L’invasion: L’armée allemande a pris possession du Bourg d’Anizy-le-Château le 4 septembre 1914.

b).- La prise de possession s’est-elle effectuée à la suite d’escarmouches, à la suite de combats sanglants, ou sans coup férir ?

Escarmouches : A minuit l’arrière-garde de l’armée française en retraite quittait Anizy après quelques escarmouches à 1500m d’ici, sur la route de « Lecq », 2 soldats allemands sont tués et quelques Uhlans blessés. A trois heures du matin des groupes de cavaliers ennemis pénètrent avec prudence dans Anizy, poursuivant à coups de lance les habitants trop curieux, et arrêtant quelques soldats français, trainards exténués de fatigue, qui se rendent sans défense, livrant leurs fusils qui sont aussitôt brisés par l’ennemi.
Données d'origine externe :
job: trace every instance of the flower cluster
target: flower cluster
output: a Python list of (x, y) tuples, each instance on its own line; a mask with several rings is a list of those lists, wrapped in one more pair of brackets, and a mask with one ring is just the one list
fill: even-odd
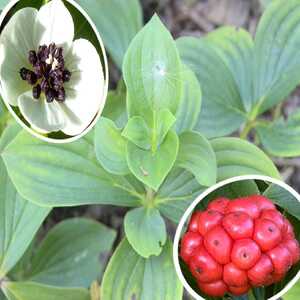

A huit heures, des escadrons de Uhlans traversent la ville «  à la poursuite, disent-ils, de l’armée française, qu’ils n’ont pu couper » sur cette route transversale de Coucy à Laon, perpendiculaire à la ligne de retraite française. « Ils sont arrivés trop tard » comme l’avoue un capitaine, qui, revolver au poing, interroge les habitants qui vaquent comme d’habitude à leurs occupations, au grand ébahissement des Boches, ignorant le caractère de nos vaillantes populations frontières nullement terrorisées.

L’infanterie suit lentement, sur deux lignes, frôlant les murs, le fusil sous le bras; une halte d’une demi-heure donne le temps à la cavalerie d’éclairer la route; les hommes en profitent, assis sur les trottoirs, pour « casser la croûte ». Quelques enfants s’approchent d’eux et reçoivent du chocolat, des fruits.

Cette armée est composée de beaux gars, aux uniformes neufs; ils sont convaincus  que « dans trois jours, Paris ! » C’est le mot d’ordre.

Le fleuve humain, en bon ordre, en toute sécurité, continue à couler sans arrêt, débordant de toutes les routes, déversant vers Vailly, vers Soissons, infanterie, cavalerie, pionniers, artillerie; de nombreux avions suivent la marche de l’armée qui court à sa perte vers la Marne !

c).- Quelle a été l’attitude de l’autorité militaire à l’égard de la population pendant les premiers jours?

Dans la suite de l’occupation ?

1° Pendant les premiers jours: L’armée allemande dans sa marche en avant rapide a eu peu de contact avec la population; les officiers, très arrogants, se montraient cependant corrects et peu exigeants. Sauf quelques carreaux brisés, quelques portes abattues à coup de haches pour entrer plus vite, les soldats « chapardeurs » n’ont pas trop ennuyé les habitants. « Poincaré paiera » répondaient-ils aux plaintes; c’est encore un mot d’ordre que nous entendrons fréquemment.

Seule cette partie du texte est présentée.